Using special court orders, Arizona’s Attorney General has through the years seized $17 million in wire transfers to the state that were payments to smugglers. Information gained from the money wires has led to the arrest of more than 100 smugglers, who usually demand the money get wired in advance or hold the human cargo hostage until it is.
Because the Arizona program has been so successful in deterring smugglers, many have diverted funds to other states so Arizona’s Attorney General obtained a warrant to intercept suspicious wire transfers of $500 or more between 28 states and dozens of places in the Mexican city of Sonora that could be part of Arizona’s multi billion-dollar human smuggling business. More than $200,000 were seized in the first three days of the program.

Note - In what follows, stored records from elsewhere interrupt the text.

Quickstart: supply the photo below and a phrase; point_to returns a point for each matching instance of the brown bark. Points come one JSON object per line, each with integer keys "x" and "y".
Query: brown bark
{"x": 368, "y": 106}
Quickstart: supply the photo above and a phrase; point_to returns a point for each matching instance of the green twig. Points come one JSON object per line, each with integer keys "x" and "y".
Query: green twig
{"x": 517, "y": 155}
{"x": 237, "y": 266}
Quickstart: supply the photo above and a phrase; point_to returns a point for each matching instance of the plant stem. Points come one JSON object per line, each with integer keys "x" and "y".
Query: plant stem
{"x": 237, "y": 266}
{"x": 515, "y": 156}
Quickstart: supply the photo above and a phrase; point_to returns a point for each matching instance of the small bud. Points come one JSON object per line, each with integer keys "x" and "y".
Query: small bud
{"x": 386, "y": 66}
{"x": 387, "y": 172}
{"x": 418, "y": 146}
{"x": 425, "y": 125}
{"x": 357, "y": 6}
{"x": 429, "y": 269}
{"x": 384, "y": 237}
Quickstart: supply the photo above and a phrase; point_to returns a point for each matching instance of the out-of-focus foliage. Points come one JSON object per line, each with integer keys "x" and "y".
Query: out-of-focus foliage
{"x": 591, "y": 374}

This week a Maricopa County judge struck down the practice because it violates constitutional protections on interstate and international commerce. In his seven-page ruling the judge also wrote that Arizona officials didn’t show that the wire service customers in question were involved in crimes. The suit was initiated by the money wiring service company Western Union, a “trusted friend of the Latino community.”
A separate civil lawsuit has been filed by an immigrant-rights group in Phoenix that contends all of the Attorney General’s seizures are illegal even though the money is always released to those cleared of wrongdoing. One Democratic state lawmaker says that is “intimidating for those folks who perhaps may be here undocumented.”